6. Boundaries, internal tensions, and position among gym-style systems
The benchmark is intentionally not the full DevOps universe. The paper explicitly omits some important DevOps areas such as CI/CD automation and infrastructure management because those depend on mutable external systems like cloud APIs and Kubernetes clusters, making reproducible benchmark construction and evaluation difficult. Monitoring tasks are constrained to anomaly classification rather than richer root-cause localization or remediation planning. Language coverage is limited to Java and Go. Synthetic task construction, especially for build implementation and monitoring injection, necessarily involves expert judgment (Tang et al., 27 Jan 2026).

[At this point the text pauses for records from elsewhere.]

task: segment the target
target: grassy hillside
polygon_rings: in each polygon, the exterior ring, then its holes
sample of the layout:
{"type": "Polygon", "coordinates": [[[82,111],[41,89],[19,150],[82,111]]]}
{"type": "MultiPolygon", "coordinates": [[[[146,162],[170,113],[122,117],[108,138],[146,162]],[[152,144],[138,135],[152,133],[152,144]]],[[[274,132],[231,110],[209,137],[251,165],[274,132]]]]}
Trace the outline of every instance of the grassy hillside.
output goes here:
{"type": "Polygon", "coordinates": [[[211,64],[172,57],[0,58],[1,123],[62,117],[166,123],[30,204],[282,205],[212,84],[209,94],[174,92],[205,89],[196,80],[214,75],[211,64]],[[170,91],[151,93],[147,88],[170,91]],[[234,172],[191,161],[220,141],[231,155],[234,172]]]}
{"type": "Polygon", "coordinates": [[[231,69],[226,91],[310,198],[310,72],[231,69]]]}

The paper also contains a notable internal tension in its reported counts. The abstract says DevOps-Gym includes “700+” real-world tasks. The introduction says “704 tasks collected from 30+ real-world projects in Java and Go” and mentions 14 end-to-end pipeline tasks. The construction overview, however, states 54 build and configuration tasks, 34 monitoring tasks, 310 issue-resolving tasks, 310 test-generation tasks, and 18 end-to-end tasks. Later appendix tables report 48 build tasks and 30 monitoring tasks, and the end-to-end results table contains 14 task names. The paper itself therefore supports only the cautious conclusion that DevOps-Gym contains roughly 700 core tasks over 30+ repositories or projects in Java and Go.
Relative to adjacent “gym” environments, DevOps-Gym occupies a distinct position. CLI-Gym presents 1,655 environment-intensive tasks for terminal-facing repair work in reproducible containers, but the paper explicitly states that it “does not present a full ‘DevOps-Gym’ in the broad sense of CI/CD pipelines, distributed systems, Kubernetes, cloud infrastructure, or observability workflows” (Lin et al., 11 Feb 2026). CybORG, by contrast, is a work-in-progress gym for Autonomous Cyber Operations that pairs simulation and emulation under a common interface; it is relevant as an architectural precedent for gym-style environments with executable backends, but its domain is adversarial cyber operations rather than DevOps workflows (Baillie et al., 2020). This suggests that DevOps-Gym is narrower than the full operational scope implied by “DevOps,” yet substantially closer to realistic DevOps automation than static code benchmarks.
The future directions are correspondingly direct. The authors plan to expand the number of tasks within each stage, cover more error types and more projects, extend DevOps-Gym to more programming languages and more DevOps stages, and encourage community contributions in scenarios, metrics, and agent development (Tang et al., 27 Jan 2026).